Opened 4 months ago

Closed 3 months ago

Last modified 3 months ago

#36380 closed Bug (fixed)

SQL is formatted for logging regardless of whether it will be logged

Reported by: Jacob Walls Owned by: Natalia Bidart
Component: Database layer (models, ORM) Version: dev
Severity: Release blocker Keywords: debug-sql format_debug_sql
Cc: Tim Graham, Simon Charette, Jacob Walls, Mariusz Felisiak Triage Stage: Ready for checkin
Has patch: yes Needs documentation: no
Needs tests: no Patch needs improvement: no
Easy pickings: no UI/UX: no

Description (last modified by Tim Graham)

I have an endpoint that generates several large SQL strings. It performs 10x worse (300ms -> 3000ms) on the main branch. Traced it to eager formatting of SQL.

To reproduce, print or throw inside format_debug_sql(), and run a project without logging queries (i.e. without a django.db entry in LOGGING configured at the DEBUG level).

  • django/db/backends/base/operations.py

    diff --git a/django/db/backends/base/operations.py b/django/db/backends/base/operations.py
    index fea73bc1e4..4c106f59e3 100644
    a b class BaseDatabaseOperations:  
    791791
    792792    def format_debug_sql(self, sql):
    793793        # Hook for backends (e.g. NoSQL) to customize formatting.
     794        print('eager formatting...')
    794795        return sqlparse.format(sql, reindent=True, keyword_case="upper")

Regression in d8f093908c504ae0dbc39d3f5231f7d7920dde37 (#35448).

We might want a benchmark in django-asv for views with long SQL strings?

This fix works for me; I can submit a patch with tests in the next few days:

  • django/db/backends/utils.py

    diff --git a/django/db/backends/utils.py b/django/db/backends/utils.py
    index 568f510a67..ae810ffd12 100644
    a b from hashlib import md5  
    1010from django.apps import apps
    1111from django.db import NotSupportedError
    1212from django.utils.dateparse import parse_time
     13from django.utils.functional import lazy
    1314
    1415logger = logging.getLogger("django.db.backends")
    1516
    class CursorDebugWrapper(CursorWrapper):  
    151152            logger.debug(
    152153                "(%.3f) %s; args=%s; alias=%s",
    153154                duration,
    154                 self.db.ops.format_debug_sql(sql),
     155                lazy(self.db.ops.format_debug_sql)(sql),
    155156                params,
    156157                self.db.alias,
    157158                extra={

Change History (28)

comment:1 by Simon Charette, 4 months ago

Have we considered moving the formatting logic to an actual logging formater instead? I believe these only kick in when the log is actually handled?

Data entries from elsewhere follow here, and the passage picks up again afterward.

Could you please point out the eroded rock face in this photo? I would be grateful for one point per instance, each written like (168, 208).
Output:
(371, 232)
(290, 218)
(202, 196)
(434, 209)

comment:2 by Tim Graham, 4 months ago

Description: modified (diff)
Triage Stage: UnreviewedAccepted

I had some reservations that moving the formatting from the test runner to the CursorDebugWrapper might cause some problem.

comment:3 by Jacob Walls, 4 months ago

Have we considered moving the formatting logic ​to an actual logging formater instead?

I looked into this. Unless I'm missing something, it's not a good fit for our needs, because we don't want to actually change the DEFAULT_LOGGING.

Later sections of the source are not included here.